Cuando el verde no renuncia


 


Cuando el verde no renuncia


En tiempos de estanques de piedra y acequias sobre tierra sedienta, un cornical aceptó un pacto que le pedía, de un salto, estrellarse contra un muro de bloques alzado en el cielo. Y como combustible, tan sólo el agua filtrada por las paredes a las que, por esperanza, se aferraban sus nudos como manos desesperadas. Ahora, cuando la escalera cae sin remedio, entendemos que aquel acuerdo nunca fue un trato entre iguales. Obedecía, tal vez, a esa idea heredada del que se entrega para sostener lo que está a punto de venirse abajo. El cornical, con sus troncos torcidos y retorcidos, parecía saber que nadie iba a agradecerle el golpe ni la herida; aun así, aceptó hacer de puente entre dos tiempos —el de la piedra y el del bloque—, como si en su cuerpo pudiera quedar unido un mundo que ya estaba partiéndose.

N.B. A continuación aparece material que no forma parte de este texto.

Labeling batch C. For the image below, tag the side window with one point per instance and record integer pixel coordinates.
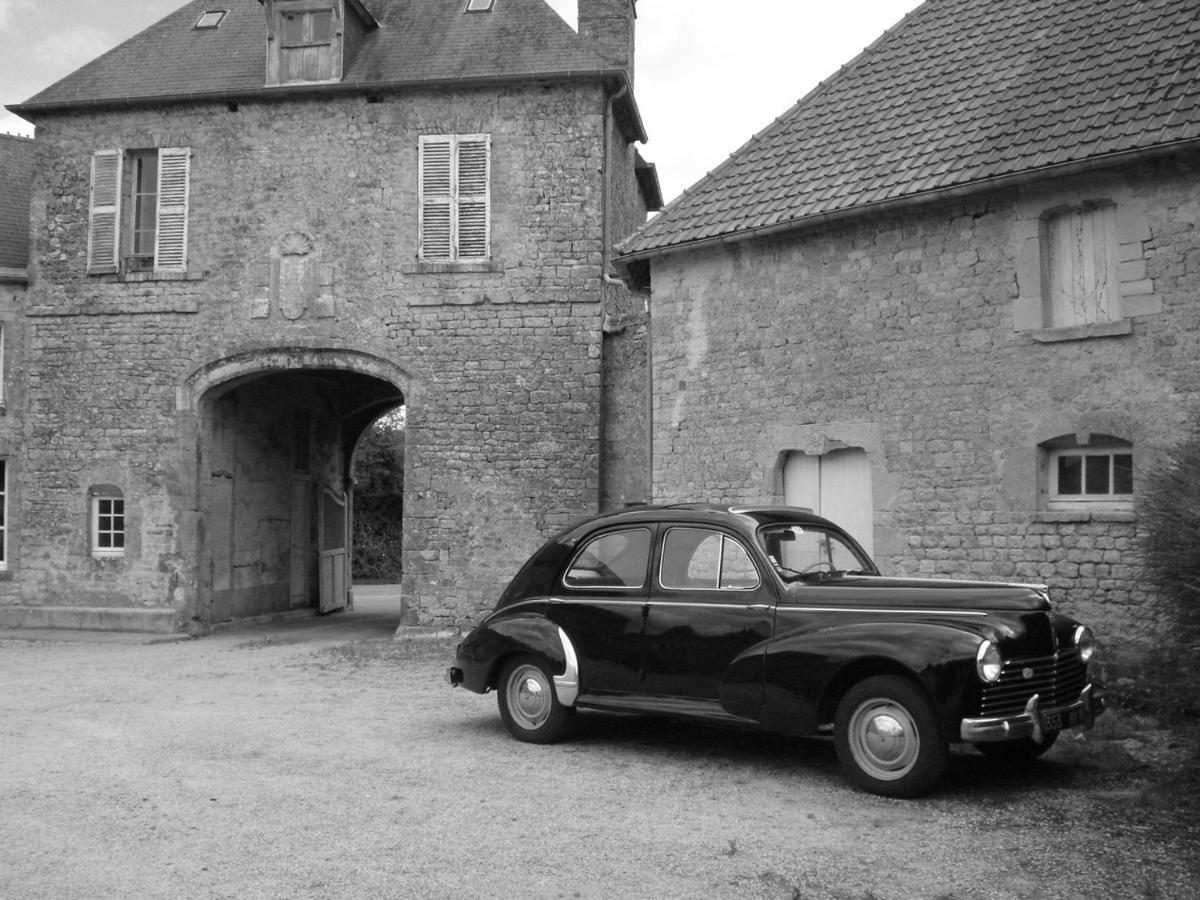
(137, 216)
(616, 559)
(107, 523)
(701, 559)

Cuando la escalera cae, cuando la humedad abandona las paredes y los muros pierden el pulso, comprendemos que fue él quien mantuvo intacta la respiración de aquel paraje de sol y tardes lentas. Y sólo entonces intuimos que no cayó para salvarse, sino para permitir que algo más resistiera: el rumor del agua que baja por la acequia, la sombra breve que daba a los animales o, quizá, la costumbre aún viva de mirar al horizonte esperando una nube improbable. Tal vez por eso, al verlo ahora estirándose sobre sí mismo, con la savia erguida en un verde insistente, sentimos que su pacto era también el nuestro: seguir apuntalando lo frágil aunque sepamos de antemano que caerá; ofrecer el cuerpo al derrumbe para que, durante un instante más, la sed no gane del todo. Y en ese instante —tan breve como una gota suspendida sobre el mismo rocío que la parió— se sostiene aún el mundo.